As daughters of alcoholics and as daughters of abusers, we usually tend to develop super human empathy to survive. My gift of loving so profoundly and putting myself completely aside to understand another human being is a survival adaptation that serves me and also harms me.
It serves me in a lot of positive ways - like in my work with my clients. In my ability to fully appreciate nature and connect very deeply with myself. My capacity to understand others comes from being able to be with myself in all my emotions at the very first step. So I can hold nuances and different feelings and thoughts about others too and I can be with you in yours too.

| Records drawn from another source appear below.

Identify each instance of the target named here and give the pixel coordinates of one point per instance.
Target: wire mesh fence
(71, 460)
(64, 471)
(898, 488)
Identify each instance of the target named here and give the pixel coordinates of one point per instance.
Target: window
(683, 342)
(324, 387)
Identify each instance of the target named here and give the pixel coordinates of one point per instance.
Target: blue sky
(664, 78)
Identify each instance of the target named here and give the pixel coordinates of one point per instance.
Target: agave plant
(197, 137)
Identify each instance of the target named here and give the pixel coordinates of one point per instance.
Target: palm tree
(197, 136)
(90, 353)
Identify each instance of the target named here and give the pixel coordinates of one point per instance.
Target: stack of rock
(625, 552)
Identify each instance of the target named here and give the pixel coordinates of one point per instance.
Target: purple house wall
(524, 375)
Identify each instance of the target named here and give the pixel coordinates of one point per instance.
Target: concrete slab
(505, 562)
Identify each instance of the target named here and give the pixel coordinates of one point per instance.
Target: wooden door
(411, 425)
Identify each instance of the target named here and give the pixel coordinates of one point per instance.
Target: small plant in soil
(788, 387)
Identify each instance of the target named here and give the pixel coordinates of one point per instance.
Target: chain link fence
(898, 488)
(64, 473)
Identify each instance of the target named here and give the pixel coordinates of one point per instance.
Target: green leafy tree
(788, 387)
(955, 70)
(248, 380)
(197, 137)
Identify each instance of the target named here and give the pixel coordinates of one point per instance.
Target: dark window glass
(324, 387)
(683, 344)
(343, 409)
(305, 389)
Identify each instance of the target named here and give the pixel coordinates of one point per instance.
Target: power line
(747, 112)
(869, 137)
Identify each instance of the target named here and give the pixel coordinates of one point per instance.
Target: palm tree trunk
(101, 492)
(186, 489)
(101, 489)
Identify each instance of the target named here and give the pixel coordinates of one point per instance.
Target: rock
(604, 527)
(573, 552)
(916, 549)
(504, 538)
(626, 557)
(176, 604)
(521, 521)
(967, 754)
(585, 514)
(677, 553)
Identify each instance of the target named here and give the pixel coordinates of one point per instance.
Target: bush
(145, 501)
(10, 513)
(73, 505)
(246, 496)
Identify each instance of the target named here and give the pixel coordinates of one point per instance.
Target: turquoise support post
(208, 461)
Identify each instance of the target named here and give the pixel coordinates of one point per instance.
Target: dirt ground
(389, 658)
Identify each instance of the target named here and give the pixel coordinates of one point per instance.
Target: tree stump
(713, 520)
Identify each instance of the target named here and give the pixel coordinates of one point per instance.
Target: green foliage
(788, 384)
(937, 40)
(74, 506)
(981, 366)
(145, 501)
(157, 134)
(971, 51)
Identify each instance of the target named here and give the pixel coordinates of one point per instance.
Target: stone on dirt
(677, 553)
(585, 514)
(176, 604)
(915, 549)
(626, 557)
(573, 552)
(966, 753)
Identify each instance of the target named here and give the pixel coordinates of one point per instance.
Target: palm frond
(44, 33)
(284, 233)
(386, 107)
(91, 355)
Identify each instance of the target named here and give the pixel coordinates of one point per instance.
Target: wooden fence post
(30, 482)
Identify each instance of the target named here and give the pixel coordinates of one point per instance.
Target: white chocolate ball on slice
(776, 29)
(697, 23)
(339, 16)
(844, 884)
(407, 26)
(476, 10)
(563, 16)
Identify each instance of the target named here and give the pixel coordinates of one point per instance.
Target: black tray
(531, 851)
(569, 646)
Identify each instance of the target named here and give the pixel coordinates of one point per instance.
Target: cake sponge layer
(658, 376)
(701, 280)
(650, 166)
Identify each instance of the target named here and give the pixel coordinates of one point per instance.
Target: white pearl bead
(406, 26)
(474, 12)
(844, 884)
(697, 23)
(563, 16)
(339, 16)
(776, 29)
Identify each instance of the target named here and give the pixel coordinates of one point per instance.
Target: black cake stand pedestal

It also hurts me in other ways - I can feel like I am not good enough, or I am not compassionate enough, if I leave a toxic situation for me because I understand why someone hurts and does what they do (to me included), which can put me at risk for harm that I don’t deserve or is misdirected at me.
And still… even if I don’t have an active relationship, friendship, family bond with everyone I have had to protect myself from…
I love people who have harmed me greatly. I see why they have harmed me, I understand them so completely, and fully, and I forgive them for it constantly.
It feels so much better in my body to wish someone truly well. Not a pseudo - fake band aid oh I wish you well, bitch, sort of thing. No like a genuine, I am better when I hope you also don’t suffer.
I don’t think anyone else suffering more than me, or in equal amounts as me, even though they made me suffer actually changes anything.
No one changes or treats themselves or others differently by suffering more. People who hurt people are the ones with the least amount of love inside them. So I actually do wish my abusers well. Some of them I never want to talk to again and I never will. Some of them, I hope they get so incredibly well, one day, we can repair what broke between us.
Sometimes I can’t have an active relationship with someone who has hurt me. Sometimes, like in the case of someone who is dangerous as an addict, I have to have pretty hard core boundaries, but I will still always explain them kindly.
And I am long over shaming myself for being a ‘door mat’ or stupid or naive for all the times I have given freely and haven’t received anything back. I do not wish to shame myself for all the times I put myself last so someone else could feel seen or heard or loved or taken care of. Even if they couldn’t do it back for me.
I wish to validate my generosity and yours this Christmas.
I don’t regret being kind and sending a nice text back to someone even when they surely didn’t deserve it, or taking the time to explain a boundary that I knew would hurt someone else instead of letting them figure out why something changed for me all on their own.
I think it is beautiful I have given my love to people who may have never gotten any, from others or from themselves. And yeah, maybe they didn’t return it, and maybe they couldn’t. And does that mean then I shouldn’t have given mine?
That makes me sad. That makes love a scarcity thing. We hoard it so preciously and for what? I have so much love. Whenever I give it away, it comes back. I make more love all the time.